Life's not that simple, you know? Sometimes you give and sometimes you may have to take.
Chalk me up in favour of the citizen's whatnot.
Has anyone mentioned British Leyland yet? I'll bet you a quid it happens. :-)
Frankly, no
Date: 2003-09-02 01:16 pm (UTC)"Them" and "we" and it's like there's a class of people who've never contributed and a class of people who always contribute.
Like.... well, like suggests that this is a fantasy. I assure you It's a reality. What's worse, in Ireland, the majority of this "class" are "traditionally" (and I use that word with wonderful lashings of irony) involved in trouble and violent conduct. I have no time for such people. Frankly, I'd be happy to kill them.

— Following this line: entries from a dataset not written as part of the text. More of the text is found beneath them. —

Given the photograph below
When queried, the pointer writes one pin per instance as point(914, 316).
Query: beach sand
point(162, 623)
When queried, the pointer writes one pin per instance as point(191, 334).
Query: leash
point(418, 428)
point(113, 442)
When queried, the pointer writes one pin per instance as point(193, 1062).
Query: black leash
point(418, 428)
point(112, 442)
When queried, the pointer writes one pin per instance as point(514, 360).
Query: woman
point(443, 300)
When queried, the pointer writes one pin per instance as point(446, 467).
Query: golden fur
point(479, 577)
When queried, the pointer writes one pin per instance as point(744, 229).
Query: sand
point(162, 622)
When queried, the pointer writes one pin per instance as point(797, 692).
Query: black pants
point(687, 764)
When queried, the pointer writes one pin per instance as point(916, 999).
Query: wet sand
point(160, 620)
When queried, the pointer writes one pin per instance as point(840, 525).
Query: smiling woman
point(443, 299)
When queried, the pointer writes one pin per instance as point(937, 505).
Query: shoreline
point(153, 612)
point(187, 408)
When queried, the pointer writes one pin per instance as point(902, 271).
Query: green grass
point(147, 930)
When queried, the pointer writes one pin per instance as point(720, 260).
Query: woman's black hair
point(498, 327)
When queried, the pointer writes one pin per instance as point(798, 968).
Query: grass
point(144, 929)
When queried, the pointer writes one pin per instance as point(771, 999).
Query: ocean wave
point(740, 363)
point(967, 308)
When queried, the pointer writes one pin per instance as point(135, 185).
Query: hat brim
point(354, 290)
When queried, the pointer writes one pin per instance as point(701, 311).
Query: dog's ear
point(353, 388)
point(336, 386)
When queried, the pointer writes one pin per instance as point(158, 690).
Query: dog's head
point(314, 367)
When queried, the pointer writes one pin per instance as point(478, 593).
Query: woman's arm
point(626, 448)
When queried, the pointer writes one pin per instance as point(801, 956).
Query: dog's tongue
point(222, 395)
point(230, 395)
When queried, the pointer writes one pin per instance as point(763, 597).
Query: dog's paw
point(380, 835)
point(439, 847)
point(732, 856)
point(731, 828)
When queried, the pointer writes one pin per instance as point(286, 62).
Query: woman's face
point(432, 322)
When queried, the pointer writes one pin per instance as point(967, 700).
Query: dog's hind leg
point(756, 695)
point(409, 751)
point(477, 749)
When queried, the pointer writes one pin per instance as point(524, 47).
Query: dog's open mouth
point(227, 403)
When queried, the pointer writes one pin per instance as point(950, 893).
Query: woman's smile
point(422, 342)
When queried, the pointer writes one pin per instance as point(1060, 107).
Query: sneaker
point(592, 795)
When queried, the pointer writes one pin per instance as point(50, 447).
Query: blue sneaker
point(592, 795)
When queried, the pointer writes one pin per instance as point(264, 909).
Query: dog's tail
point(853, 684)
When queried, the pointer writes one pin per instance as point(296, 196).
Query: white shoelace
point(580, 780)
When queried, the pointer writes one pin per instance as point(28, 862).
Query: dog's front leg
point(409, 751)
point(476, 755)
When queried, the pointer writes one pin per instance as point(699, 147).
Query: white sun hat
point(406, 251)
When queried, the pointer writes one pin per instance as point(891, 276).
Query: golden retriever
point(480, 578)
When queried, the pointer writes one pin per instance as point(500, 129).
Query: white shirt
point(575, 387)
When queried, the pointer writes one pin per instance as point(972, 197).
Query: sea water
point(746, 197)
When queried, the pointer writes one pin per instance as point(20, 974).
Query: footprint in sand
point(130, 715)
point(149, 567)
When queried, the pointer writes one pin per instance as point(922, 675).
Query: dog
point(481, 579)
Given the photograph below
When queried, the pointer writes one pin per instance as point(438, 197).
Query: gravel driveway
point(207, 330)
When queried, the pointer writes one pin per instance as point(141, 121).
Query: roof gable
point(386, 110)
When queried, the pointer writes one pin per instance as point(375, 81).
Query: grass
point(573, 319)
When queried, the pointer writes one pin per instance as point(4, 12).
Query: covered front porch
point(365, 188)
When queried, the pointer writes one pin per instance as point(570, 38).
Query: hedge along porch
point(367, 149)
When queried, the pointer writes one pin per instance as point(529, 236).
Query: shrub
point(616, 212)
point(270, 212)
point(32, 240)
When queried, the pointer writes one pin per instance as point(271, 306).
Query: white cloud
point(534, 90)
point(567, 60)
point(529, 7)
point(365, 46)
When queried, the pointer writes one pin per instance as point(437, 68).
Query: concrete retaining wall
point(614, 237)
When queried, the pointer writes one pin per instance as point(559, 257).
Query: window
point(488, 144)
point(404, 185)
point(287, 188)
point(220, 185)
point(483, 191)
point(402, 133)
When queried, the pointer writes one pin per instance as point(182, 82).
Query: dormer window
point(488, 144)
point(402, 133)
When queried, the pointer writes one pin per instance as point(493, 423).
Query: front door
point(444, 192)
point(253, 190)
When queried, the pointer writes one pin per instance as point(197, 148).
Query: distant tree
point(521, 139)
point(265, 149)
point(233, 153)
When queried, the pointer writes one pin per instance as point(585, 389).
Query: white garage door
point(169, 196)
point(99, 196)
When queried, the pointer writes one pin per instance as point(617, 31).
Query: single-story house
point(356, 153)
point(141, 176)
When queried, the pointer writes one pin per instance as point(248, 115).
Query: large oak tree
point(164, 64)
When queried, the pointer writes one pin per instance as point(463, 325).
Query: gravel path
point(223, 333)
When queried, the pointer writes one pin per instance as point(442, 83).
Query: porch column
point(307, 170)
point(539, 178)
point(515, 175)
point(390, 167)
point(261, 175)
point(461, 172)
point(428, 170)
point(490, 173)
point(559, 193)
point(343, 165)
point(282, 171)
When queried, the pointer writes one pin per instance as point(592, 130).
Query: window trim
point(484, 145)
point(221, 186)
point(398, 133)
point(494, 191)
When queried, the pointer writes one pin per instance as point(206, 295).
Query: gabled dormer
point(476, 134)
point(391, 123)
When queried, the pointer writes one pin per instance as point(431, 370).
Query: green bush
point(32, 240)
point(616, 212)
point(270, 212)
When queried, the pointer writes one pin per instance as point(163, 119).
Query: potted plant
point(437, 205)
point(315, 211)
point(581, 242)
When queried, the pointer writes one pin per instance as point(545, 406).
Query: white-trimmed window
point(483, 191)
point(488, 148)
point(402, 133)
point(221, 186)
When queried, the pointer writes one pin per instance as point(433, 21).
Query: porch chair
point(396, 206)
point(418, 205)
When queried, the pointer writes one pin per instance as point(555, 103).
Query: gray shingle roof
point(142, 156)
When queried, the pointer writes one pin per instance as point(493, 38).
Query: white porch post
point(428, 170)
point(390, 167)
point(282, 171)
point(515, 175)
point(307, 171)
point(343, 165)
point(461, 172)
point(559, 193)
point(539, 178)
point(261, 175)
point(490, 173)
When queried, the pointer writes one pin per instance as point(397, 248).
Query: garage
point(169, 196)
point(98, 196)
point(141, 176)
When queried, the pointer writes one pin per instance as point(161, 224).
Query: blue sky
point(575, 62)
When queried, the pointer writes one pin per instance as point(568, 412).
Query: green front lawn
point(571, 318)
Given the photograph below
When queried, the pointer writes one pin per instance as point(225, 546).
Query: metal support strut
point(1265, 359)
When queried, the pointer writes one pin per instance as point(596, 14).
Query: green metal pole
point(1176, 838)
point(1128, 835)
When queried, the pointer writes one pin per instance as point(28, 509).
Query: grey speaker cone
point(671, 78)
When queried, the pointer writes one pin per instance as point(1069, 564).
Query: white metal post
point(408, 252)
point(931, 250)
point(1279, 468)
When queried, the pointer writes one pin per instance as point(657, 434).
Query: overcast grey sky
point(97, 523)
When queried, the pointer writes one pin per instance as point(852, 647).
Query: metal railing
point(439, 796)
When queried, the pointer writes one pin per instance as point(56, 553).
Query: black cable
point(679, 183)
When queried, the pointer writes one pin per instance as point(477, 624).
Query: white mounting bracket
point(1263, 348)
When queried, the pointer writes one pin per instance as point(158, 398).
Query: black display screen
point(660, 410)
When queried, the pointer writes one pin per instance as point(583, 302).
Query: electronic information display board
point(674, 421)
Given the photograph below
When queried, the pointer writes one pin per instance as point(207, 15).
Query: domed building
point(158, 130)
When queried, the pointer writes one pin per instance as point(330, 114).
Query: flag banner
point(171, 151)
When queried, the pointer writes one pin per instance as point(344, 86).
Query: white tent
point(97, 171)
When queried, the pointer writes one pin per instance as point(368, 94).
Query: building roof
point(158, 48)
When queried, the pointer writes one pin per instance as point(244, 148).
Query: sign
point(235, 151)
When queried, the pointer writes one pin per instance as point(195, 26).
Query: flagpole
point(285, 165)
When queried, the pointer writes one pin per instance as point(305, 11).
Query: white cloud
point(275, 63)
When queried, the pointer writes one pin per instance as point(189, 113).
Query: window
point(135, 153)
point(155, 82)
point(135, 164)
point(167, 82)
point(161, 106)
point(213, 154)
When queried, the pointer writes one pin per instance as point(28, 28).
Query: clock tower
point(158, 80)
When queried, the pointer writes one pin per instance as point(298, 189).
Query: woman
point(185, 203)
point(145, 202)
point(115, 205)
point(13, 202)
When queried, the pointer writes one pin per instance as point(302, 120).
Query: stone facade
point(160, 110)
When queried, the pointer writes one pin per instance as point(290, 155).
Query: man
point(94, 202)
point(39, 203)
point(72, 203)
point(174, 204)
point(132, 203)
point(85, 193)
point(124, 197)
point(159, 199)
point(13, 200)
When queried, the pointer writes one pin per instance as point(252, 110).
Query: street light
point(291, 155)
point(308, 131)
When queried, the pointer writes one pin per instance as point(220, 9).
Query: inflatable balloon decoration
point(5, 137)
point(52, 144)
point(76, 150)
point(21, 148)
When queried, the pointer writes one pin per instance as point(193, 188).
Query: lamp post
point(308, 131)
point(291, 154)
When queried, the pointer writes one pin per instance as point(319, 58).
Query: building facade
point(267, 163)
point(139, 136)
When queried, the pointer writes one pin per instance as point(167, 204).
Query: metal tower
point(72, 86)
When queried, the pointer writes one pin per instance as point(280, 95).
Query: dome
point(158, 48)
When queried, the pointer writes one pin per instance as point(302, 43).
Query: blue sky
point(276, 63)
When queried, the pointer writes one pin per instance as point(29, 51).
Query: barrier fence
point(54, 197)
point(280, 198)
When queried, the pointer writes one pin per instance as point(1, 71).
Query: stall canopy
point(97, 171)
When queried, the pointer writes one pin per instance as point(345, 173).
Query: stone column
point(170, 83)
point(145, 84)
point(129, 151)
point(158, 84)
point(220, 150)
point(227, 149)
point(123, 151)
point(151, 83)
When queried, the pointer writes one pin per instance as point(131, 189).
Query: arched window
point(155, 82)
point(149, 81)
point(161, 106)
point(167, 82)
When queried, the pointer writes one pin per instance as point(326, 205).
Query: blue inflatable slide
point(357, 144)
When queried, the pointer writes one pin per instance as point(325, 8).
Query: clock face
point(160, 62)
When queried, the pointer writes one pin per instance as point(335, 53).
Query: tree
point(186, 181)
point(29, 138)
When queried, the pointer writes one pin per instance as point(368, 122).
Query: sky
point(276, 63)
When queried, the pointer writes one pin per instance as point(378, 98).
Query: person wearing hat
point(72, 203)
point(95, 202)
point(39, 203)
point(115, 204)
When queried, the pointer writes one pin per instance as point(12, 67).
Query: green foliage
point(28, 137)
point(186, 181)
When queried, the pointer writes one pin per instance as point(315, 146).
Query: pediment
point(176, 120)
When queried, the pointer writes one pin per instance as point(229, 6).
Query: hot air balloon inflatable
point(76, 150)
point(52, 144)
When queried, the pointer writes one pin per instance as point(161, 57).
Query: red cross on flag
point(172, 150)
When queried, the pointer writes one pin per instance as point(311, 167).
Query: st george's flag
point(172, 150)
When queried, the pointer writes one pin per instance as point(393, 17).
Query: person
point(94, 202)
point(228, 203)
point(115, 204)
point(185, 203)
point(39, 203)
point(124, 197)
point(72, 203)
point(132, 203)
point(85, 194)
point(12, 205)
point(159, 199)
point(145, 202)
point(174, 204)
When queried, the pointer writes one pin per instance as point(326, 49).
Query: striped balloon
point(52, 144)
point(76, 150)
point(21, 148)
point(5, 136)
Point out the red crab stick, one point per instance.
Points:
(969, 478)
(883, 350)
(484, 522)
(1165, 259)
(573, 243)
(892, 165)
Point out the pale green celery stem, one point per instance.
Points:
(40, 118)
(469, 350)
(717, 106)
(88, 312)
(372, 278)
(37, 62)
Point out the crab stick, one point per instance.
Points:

Unproductive, harmful, ignorant, and wasteful. Oh, wait... I've got a better idea... I'll give them some of my money for free.
I appreciate that there are people who are on benefits for valid reasons. But there are people who are on benefits because it's easy. Or because they're criminal.
Yes, it's not black and white. It's a greyscale. But one end of the scale is white, and the other is most definitely black. And I don't want the black end getting free money.
Adam
Re: Frankly, no
Date: 2003-09-02 02:51 pm (UTC)Surely anyone who is on benefits (other than the miniscule minority who are defrauding the system) is on benefits for valid reasons?
The state makes the benefit rules. The rules say what's valid.
Still not clear on the scale we're talking about. The white end would presumably be self-made millionaires. The black end would be violent criminal welfare claimants. Where do lone parents fit? Those unable to work due to ill-health? How about pensioners? What about people claiming on the strength of national insurance contributions they have made?
Fact is, if you start looking at people who claim welfare benefits, most are are doing it for a valid reason.
The kind of negative attitude towards benefits you seem to be portraying is also a factor in the fact that (in the UK) millions of pounds of benefits go unclaimed each year, often by potential claimants who really need the money. Pensioners are a case in point. Many are too proud, are afraid to be seen as "scroungers", and the money goes begging.